Detection of circulating natural antibodies against CD25, MUC1, and VEGFR1 for early diagnosis of non-small cell lung cancer.

ABSTRACT

We previously demonstrated that a deficiency of natural antibodies against CD25, Mucin 1 (MUC1), and vascular endothelial growth factor receptor 1 (VEGFR1) could contribute to high risk of non-small cell lung cancer (NSCLC). This study was designed to investigate whether natural IgG antibodies against POU domain class 5 transcription factor 1 (POU5F1), tumor necrosis factor-α (TNF-α), and the combination of CD25, VEGFR1, and MUC1 could play an anti-tumorigenic role against developing NSCLC. An ELISA was developed in-house to examine plasma IgG against peptide antigens derived from POU5F1, TNF-α, and a combination of peptide antigens derived from CD25, MUC1, and VEGFR1 in 211 patients with NSCLC and 200 healthy controls.
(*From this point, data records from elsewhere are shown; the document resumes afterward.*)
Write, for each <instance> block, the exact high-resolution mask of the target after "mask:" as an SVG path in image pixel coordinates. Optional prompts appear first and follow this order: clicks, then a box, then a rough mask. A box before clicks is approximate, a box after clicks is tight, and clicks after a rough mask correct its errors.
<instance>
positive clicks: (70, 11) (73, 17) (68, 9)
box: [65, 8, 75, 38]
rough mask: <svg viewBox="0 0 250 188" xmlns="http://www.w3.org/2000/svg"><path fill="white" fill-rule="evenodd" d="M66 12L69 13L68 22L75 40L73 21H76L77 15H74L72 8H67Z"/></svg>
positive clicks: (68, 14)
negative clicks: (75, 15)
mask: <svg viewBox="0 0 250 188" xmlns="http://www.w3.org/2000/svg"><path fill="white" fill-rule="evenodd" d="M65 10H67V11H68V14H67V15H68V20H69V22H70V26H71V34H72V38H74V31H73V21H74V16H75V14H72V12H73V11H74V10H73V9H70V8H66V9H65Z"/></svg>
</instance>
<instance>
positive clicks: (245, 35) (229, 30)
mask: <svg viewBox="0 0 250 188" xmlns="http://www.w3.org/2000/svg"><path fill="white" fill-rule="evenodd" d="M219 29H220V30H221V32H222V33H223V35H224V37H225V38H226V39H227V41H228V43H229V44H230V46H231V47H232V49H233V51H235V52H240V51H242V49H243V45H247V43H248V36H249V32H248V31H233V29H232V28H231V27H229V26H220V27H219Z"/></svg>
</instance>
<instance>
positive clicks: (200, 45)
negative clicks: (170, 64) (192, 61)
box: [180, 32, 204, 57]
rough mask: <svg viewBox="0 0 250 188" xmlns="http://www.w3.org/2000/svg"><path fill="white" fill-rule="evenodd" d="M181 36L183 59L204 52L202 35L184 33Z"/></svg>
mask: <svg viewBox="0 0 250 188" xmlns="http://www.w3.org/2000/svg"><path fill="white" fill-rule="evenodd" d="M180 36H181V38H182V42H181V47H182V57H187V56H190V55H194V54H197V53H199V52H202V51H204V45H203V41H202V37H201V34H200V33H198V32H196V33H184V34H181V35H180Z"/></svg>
Mann-Whitney U test demonstrated that plasma IgG levels for the combination of peptide antigens derived from CD25, MUC1, and VEGFR1 were significantly lower in NSCLC patients than control subjects (Z = -12.978, P < 0.001) although plasma levels of IgG antibodies for POU5F1 and TNFα were not significantly changed. The in-house ELISA made with the CD25-MUC1-VEGFR1 combination had a sensitivity of 49.6% against a specificity of 95% to detect early-stage NSCLC. In conclusion, natural antibodies against the combination of CD25, VEGFR1, and MUC1 may be an effective biomarker for early diagnosis of NSCLC.